Hemingway’s happy relationship with the vessel lasted from 1934 to 1958 – longer than any of his marriages. It’s said he referred to her as “the one true thing” in his life.
Eugene Wheeler’s grandfather, Howard, founded the Wheeler Shipyard in 1910 in Brooklyn, New York, joined over the years by his five sons. The original company lasted for more than 50 years, building 3,500 vessels for the U.S. Navy.
When the elder Wheeler retired at 88 in 1957, Eugene Wheeler Sr. and his brothers Robert and Wesley D. took the reins, but the company was already on hard times.
After surviving two world wars, the Great Depression, a disastrous boatyard fire and two bankruptcies, the company shut down in 1965 for what the new Wheeler generations consider a “hiatus.”
Wes Wheeler, a great-grandson of Howard Wheeler who “grew up hearing plenty about boats,” and his business partner, James Scandura, eventually relaunched a new high-tech iteration of the Wheeler Yacht Company, with Wes Wheeler becoming the fourth-generation president.

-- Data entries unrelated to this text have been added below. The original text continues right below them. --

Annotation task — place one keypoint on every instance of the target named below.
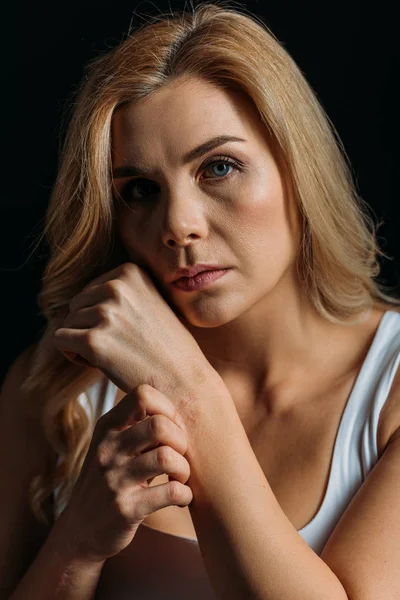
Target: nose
(184, 222)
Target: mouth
(199, 281)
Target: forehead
(180, 116)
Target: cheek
(261, 212)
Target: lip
(192, 271)
(199, 281)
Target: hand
(112, 495)
(120, 324)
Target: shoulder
(389, 421)
(15, 413)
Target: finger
(113, 274)
(76, 358)
(87, 318)
(70, 342)
(89, 297)
(160, 496)
(142, 401)
(162, 460)
(157, 429)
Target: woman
(210, 435)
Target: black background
(348, 52)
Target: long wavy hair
(228, 47)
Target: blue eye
(152, 188)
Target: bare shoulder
(16, 419)
(389, 420)
(25, 450)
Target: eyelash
(236, 164)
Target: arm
(57, 574)
(34, 561)
(249, 547)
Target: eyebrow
(130, 170)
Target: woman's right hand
(134, 442)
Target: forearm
(249, 547)
(56, 574)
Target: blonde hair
(234, 50)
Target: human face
(233, 213)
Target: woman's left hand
(119, 323)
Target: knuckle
(165, 457)
(103, 453)
(104, 312)
(90, 340)
(158, 426)
(175, 491)
(114, 288)
(112, 478)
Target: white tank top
(168, 566)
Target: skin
(254, 325)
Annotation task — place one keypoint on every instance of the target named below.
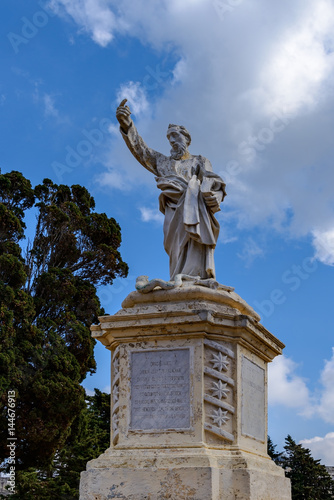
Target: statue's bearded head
(179, 138)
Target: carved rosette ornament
(115, 398)
(219, 384)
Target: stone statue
(191, 194)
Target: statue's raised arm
(191, 195)
(145, 155)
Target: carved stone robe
(190, 228)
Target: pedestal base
(183, 474)
(189, 400)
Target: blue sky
(253, 82)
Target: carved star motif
(219, 417)
(115, 393)
(219, 389)
(219, 361)
(115, 420)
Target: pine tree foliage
(309, 479)
(88, 438)
(48, 301)
(271, 450)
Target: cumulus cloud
(93, 16)
(136, 96)
(322, 448)
(285, 386)
(262, 101)
(250, 251)
(323, 243)
(288, 389)
(149, 214)
(325, 409)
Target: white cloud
(300, 63)
(285, 386)
(323, 243)
(325, 409)
(93, 16)
(136, 96)
(322, 448)
(229, 90)
(250, 251)
(149, 214)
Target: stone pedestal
(189, 400)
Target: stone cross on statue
(191, 194)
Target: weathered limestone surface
(189, 400)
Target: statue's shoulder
(204, 162)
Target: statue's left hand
(213, 200)
(123, 116)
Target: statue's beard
(178, 150)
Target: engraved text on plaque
(160, 389)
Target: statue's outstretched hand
(123, 116)
(213, 200)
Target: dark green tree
(48, 302)
(309, 479)
(89, 437)
(274, 455)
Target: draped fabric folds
(190, 229)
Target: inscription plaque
(253, 400)
(160, 389)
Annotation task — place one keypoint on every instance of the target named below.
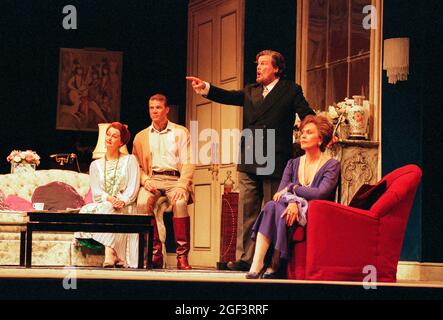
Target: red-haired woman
(115, 181)
(309, 177)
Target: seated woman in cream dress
(115, 180)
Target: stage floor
(197, 284)
(195, 275)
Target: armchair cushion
(17, 203)
(58, 196)
(367, 195)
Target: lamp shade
(396, 59)
(100, 148)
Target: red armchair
(340, 240)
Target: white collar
(272, 85)
(168, 127)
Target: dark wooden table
(91, 222)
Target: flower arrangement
(24, 157)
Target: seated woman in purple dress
(309, 177)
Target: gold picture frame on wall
(89, 88)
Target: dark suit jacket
(276, 111)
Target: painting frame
(89, 88)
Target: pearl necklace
(304, 166)
(115, 172)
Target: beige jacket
(142, 152)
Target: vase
(358, 118)
(22, 167)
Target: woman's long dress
(122, 181)
(323, 186)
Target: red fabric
(367, 195)
(88, 197)
(341, 240)
(17, 203)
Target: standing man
(269, 104)
(163, 151)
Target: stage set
(351, 59)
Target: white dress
(122, 181)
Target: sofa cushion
(58, 196)
(367, 195)
(88, 197)
(3, 205)
(17, 203)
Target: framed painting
(89, 88)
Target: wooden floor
(80, 283)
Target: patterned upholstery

According to “Wooden Boat” magazine, Wes Wheeler concluded that Pilar’s fame made her “a logical starting point for a new semi-custom line of 21st century Wheeler yachts.”
With no blueprints to work from, reverse engineering of Pilar began in 2010. The new replica model that will be visiting Vero was launched in 2020 –and it is just as beautiful as the original.
Eugene Wheeler Jr. recalls having breakfast with his father and Hemingway at the Hotel Nationale in Havana when he was a small boy. The meeting was to discuss the possible purchase of a second boat, but Hemingway decided against it.